My original JSON is given below.

[
  {
    "id": "1",
    "name": "AA_1",
    "total": "100002",
    "files": [
      {
        "filename": "8665b987ab48511eda9e458046fbc42e.csv",
        "filename_original": "some.csv",
        "status": "3",
        "total": "100002",
        "time": "2020-08-24 23:25:49"
      }
    ],
    "status": "3",
    "created": "2020-08-24 23:25:49",
    "filenames": "8665b987ab48511eda9e458046fbc42e.csv",
    "is_append": "0",
    "is_deleted": "0",
    "comment": null
  },
  {
    "id": "4",
    "name": "AA_2",
    "total": "43806503",
    "files": [
      {
        "filename": "1b4812fe634938928953dd40db1f70b2.csv",
        "filename_original": "other.csv",
        "status": "3",
        "total": "21903252",
        "time": "2020-08-24 23:33:43"
      },
      {
        "filename": "63ab85fef2412ce80ae8bd018497d8bf.csv",
        "filename_original": "some.csv",
        "status": "2",
        "total": 0,
        "time": "2020-08-24 23:29:30"
      }
    ],
    "status": "2",
    "created": "2020-08-24 23:35:51",
    "filenames": "1b4812fe634938928953dd40db1f70b2.csv&&63ab85fef2412ce80ae8bd018497d8bf.csv",
    "is_append": "0",
    "is_deleted": "0",
    "comment": null
  }
]

从这个 JSON 中，我想通过组合具有 status: 2 的对象的字段及其也具有相同对 status 的 files 的字段来创建新对象: 2.

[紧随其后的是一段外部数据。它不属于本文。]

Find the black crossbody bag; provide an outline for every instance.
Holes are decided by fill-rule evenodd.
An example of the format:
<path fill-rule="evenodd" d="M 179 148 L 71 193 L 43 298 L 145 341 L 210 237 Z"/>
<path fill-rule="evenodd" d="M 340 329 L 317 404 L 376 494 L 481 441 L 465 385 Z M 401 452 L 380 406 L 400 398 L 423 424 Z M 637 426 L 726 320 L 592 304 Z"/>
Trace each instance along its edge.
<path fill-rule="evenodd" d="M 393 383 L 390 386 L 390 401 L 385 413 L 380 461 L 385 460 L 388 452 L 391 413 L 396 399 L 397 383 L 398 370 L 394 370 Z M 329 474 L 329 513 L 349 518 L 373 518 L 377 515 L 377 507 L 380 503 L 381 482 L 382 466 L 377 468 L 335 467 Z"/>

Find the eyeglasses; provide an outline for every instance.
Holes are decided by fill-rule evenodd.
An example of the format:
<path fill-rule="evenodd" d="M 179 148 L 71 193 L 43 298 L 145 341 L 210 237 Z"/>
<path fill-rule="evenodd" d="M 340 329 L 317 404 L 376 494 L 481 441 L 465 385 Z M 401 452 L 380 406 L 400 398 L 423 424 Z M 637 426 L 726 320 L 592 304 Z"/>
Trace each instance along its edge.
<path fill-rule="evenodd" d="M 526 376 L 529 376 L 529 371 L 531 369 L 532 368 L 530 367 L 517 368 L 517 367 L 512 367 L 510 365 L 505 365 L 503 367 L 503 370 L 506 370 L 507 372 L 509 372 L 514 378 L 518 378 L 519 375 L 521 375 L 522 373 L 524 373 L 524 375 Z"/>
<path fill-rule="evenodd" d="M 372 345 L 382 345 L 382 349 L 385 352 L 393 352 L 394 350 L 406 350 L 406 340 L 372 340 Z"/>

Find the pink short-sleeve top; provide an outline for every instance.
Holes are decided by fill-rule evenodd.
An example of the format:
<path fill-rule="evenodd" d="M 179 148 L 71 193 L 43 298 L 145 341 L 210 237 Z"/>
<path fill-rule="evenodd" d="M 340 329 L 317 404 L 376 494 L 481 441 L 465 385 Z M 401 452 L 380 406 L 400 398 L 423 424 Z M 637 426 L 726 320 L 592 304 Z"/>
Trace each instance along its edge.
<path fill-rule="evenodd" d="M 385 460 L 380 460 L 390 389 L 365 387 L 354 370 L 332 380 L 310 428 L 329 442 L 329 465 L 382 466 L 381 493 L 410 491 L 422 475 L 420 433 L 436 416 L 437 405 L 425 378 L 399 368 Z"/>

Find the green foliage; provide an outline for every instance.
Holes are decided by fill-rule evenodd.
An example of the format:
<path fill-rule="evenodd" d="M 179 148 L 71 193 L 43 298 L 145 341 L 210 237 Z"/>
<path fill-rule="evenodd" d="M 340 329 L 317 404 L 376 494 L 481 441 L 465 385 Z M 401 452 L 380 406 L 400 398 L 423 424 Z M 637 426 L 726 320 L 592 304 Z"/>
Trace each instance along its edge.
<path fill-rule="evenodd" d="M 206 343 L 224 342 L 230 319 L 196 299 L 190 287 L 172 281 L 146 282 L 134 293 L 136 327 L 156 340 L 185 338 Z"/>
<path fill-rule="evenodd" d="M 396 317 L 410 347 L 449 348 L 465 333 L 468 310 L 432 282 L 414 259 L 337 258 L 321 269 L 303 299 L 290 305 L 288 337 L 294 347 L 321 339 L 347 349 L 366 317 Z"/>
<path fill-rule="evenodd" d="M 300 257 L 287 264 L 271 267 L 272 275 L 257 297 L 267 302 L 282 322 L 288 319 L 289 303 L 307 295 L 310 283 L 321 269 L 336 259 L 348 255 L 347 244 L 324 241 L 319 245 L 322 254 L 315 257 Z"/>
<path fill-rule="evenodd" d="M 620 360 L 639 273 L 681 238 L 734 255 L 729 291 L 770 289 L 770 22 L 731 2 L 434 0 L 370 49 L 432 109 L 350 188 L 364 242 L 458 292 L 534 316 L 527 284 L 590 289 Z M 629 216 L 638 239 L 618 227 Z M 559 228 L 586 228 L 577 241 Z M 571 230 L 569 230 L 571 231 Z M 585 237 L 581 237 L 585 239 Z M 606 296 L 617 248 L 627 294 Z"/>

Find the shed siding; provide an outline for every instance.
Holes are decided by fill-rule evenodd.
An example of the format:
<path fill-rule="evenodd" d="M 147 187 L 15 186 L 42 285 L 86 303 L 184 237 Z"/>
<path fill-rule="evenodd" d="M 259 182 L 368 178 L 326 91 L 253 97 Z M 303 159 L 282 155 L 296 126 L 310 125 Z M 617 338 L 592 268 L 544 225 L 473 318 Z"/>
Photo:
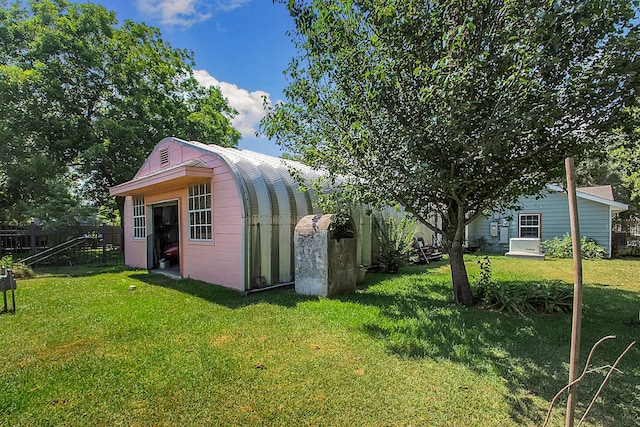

From this JSON I want to create new objects by combining fields from objects which have status: 2 and their files which also have the same pair, status: 2.

所以，我期待一个如下的 JSON 数组.

So, I am expecting a JSON array as below.

[
  {
    "id": "4",
    "name": "AA_2",
    "file_filename": "63ab85fef2412ce80ae8bd018497d8bf.csv",
    "file_status": 2
  }
]

到目前为止，我尝试过使用这个 JQ 过滤器:

So far I tried with this JQ filter:

.[]|select(.status=="2")|[{id:.id,file_filename:.files[].filename,file_status:.files[].status}]

但这会产生一些无效数据.

But this produces some invalid data.

[
  {
    "id": "4", # want to remove this as file.status != 2
    "file_filename": "1b4812fe634938928953dd40db1f70b2.csv",
    "file_status": "3"
  },
  {
    "id": "4",
    "file_filename": "1b4812fe634938928953dd40db1f70b2.csv",
    "file_status": "2"
  },
  {
    "id": "4", # Repeat
    "file_filename": "63ab85fef2412ce80ae8bd018497d8bf.csv",
    "file_status": "3"
  },
  {
    "id": "4",  # Repeat
    "file_filename": "63ab85fef2412ce80ae8bd018497d8bf.csv",
    "file_status": "2"
  }
]

如何使用 JQ 过滤新的 JSON 并删除这些重复的对象?

How do I filter the new JSON using JQ and remove these duplicate objects?

推荐答案

通过将 [] 运算符应用于 files 两次，您会遇到组合爆炸.这需要避免，例如:

By applying [] operator to files twice, you're running into a combinatorial explosion. That needs to be avoided, for example:

[ .[] | select(.status == "2") | {id, name} + (.files[] | select(.status == "2") | {file_filename: .filename, file_status: .status}) ]

^在线演示

这篇关于如何避免在构造对象时生成所选数据的所有组合?的文章就介绍到这了，希望我们推荐的答案对大家有所帮助，也希望大家多多支持IT屋！